The courts have upheld this provision. For example, in the case of Christian vs Colliers Properties (2005, 5 BLLR 479) Ms Christian was appointed as a typist by the employer. Two days after starting work the owner of the business asked her if she had a boyfriend and invited her to dinner. He also invited her to sit on his lap and kissed her on the neck. When she later objected to the owner’s conduct he asked her whether she was “in or out”. When she said that she was “not in” he asked her why he should allow her employment to continue. She was dismissed with two days pay and referred to a sexual harassment dispute.
In a default judgement, the Court decided that:
• The employee had been dismissed for refusing the owner’s advances;
• This constituted an automatically unfair dismissal based on sexual discrimination; and
• Newly appointed employees are as deserving of protection from sexual harassment as are their longer-serving colleagues.

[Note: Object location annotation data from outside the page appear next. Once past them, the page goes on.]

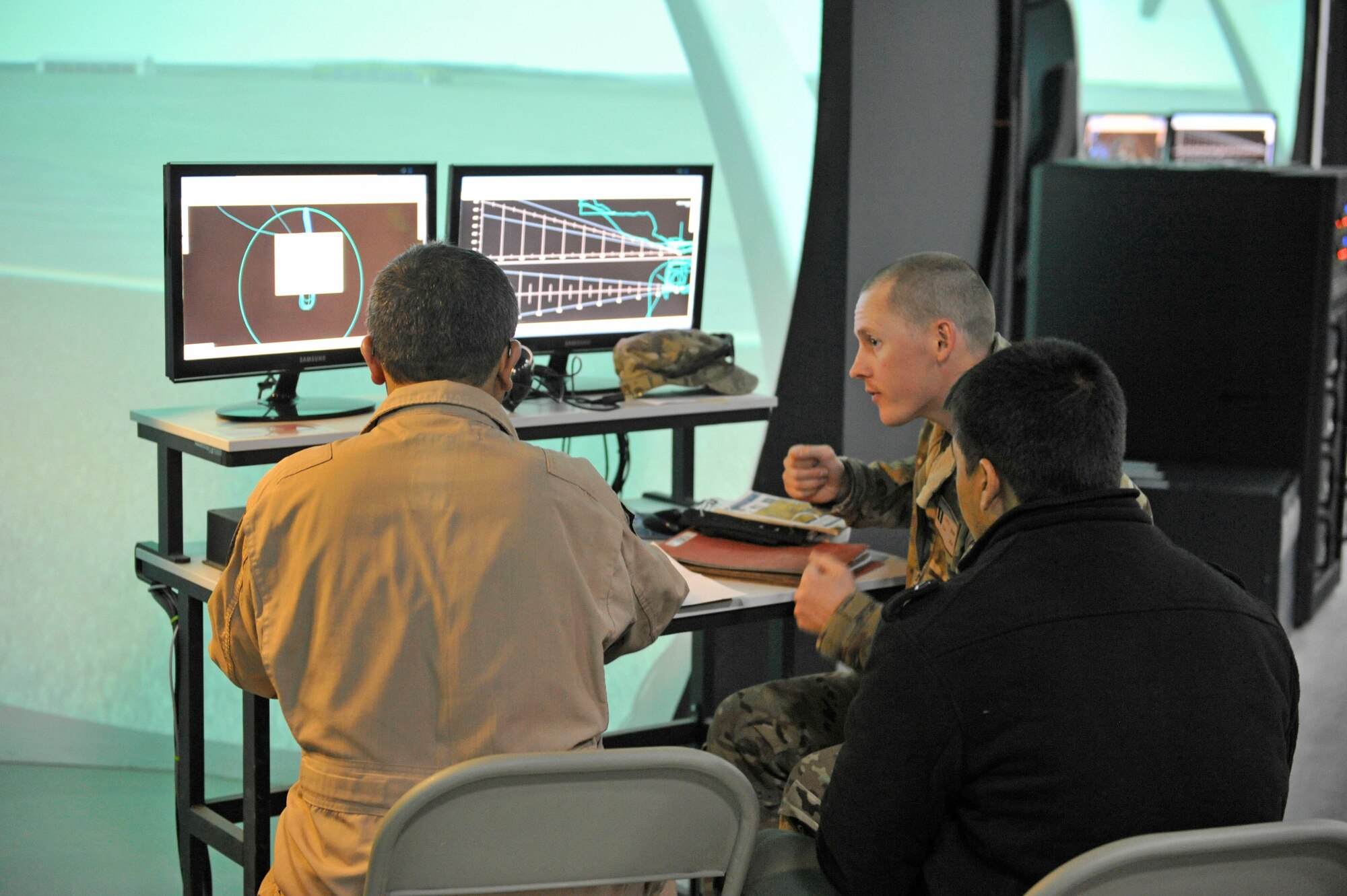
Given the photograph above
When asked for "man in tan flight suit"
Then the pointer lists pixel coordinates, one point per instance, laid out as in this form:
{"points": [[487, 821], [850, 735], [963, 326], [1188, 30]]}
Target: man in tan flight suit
{"points": [[432, 590], [922, 323]]}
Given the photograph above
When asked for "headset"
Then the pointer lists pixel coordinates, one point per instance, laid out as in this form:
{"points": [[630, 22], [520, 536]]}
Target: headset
{"points": [[522, 378]]}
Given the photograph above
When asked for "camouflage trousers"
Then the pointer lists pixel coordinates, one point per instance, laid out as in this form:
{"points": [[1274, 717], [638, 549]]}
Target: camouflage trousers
{"points": [[785, 736]]}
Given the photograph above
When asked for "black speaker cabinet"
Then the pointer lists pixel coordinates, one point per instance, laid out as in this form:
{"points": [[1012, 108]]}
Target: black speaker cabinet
{"points": [[1218, 295], [1247, 521]]}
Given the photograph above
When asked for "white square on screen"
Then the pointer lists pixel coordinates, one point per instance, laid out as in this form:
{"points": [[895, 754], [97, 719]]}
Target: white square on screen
{"points": [[309, 263]]}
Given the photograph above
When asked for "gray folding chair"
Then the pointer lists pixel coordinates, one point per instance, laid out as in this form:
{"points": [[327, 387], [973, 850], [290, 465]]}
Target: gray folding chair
{"points": [[581, 819], [1306, 859]]}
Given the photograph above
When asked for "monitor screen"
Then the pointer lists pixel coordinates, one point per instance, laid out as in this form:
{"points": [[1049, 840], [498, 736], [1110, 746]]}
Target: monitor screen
{"points": [[1125, 137], [269, 268], [595, 253], [1218, 136]]}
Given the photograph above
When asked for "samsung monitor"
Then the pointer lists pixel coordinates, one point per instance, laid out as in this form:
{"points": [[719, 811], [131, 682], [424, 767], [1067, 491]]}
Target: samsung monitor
{"points": [[595, 253], [1224, 137], [269, 268], [1125, 137]]}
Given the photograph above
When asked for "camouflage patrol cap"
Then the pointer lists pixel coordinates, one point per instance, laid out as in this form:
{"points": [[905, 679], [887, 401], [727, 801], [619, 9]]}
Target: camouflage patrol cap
{"points": [[682, 358]]}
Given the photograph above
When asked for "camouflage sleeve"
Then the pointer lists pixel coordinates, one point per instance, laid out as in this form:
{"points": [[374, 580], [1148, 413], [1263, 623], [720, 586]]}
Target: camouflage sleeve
{"points": [[851, 631], [878, 494]]}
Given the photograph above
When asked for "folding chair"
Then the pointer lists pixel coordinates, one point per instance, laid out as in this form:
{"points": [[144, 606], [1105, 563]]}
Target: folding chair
{"points": [[581, 819], [1305, 858]]}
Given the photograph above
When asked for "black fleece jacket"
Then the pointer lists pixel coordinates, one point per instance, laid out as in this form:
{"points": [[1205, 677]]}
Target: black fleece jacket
{"points": [[1081, 681]]}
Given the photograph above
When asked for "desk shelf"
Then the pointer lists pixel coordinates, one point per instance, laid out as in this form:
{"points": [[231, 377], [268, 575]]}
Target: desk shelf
{"points": [[189, 580]]}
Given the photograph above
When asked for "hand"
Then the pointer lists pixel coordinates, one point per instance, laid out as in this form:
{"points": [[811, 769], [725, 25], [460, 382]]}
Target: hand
{"points": [[813, 473], [825, 584]]}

The employer had to pay the employee:
• 24 months’ remuneration in compensation;
• Additional damages;
• Interest on the amounts to be paid; and
• The employee’s legal costs.
The above finding might lead employers to believe that, in order to protect themselves, they need to dismiss any employee found guilty of sexual harassment. However, this is not always so. For example, in the case of SABC Ltd VS Grogan (2006, 2 BLLR 207) a regional sales manager was dismissed for (amongst other things) sexual harassment after he had allegedly kissed a junior female colleague several times, given her love literature and had physical contact with her in his car. An arbitrator later found that, while he was guilty of sexual harassment the level of seriousness of his conduct did not merit dismissal. This was largely because the alleged victim had not seemed to mind his advances very much and had said she thought he should not be dismissed. The arbitrator, therefore, ordered the employer to reinstate the employee. The Employer took this decision on review to Labour Court but lost again as the Court pronounced the arbitrator’s finding to have been properly thought out and justified.
The above case findings show that:
1. Employers cannot ignore sexual harassment of their employees and must act swiftly.
2. However, this does not mean that dismissal is appropriate in every case.
3. Employers need to use reputable labour law experts to assist with:
• Deciding what the appropriate action should be in each individual case of sexual harassment.
• Designing a comprehensive sexual harassment policy.
• Ensuring that every owner, manager and employee knows and understands the severe consequences of committing such acts.
• Communicating to all concerned that such misconduct will result in severe penalties including possible dismissal.
• Ensuring that all employees feel entirely free to report sexual harassment.
• Training all employees in the above-listed issues as well as in what constitutes sexual harassment, how to deal with it, where to report it and the company’s supportive policy towards sexual harassment victims.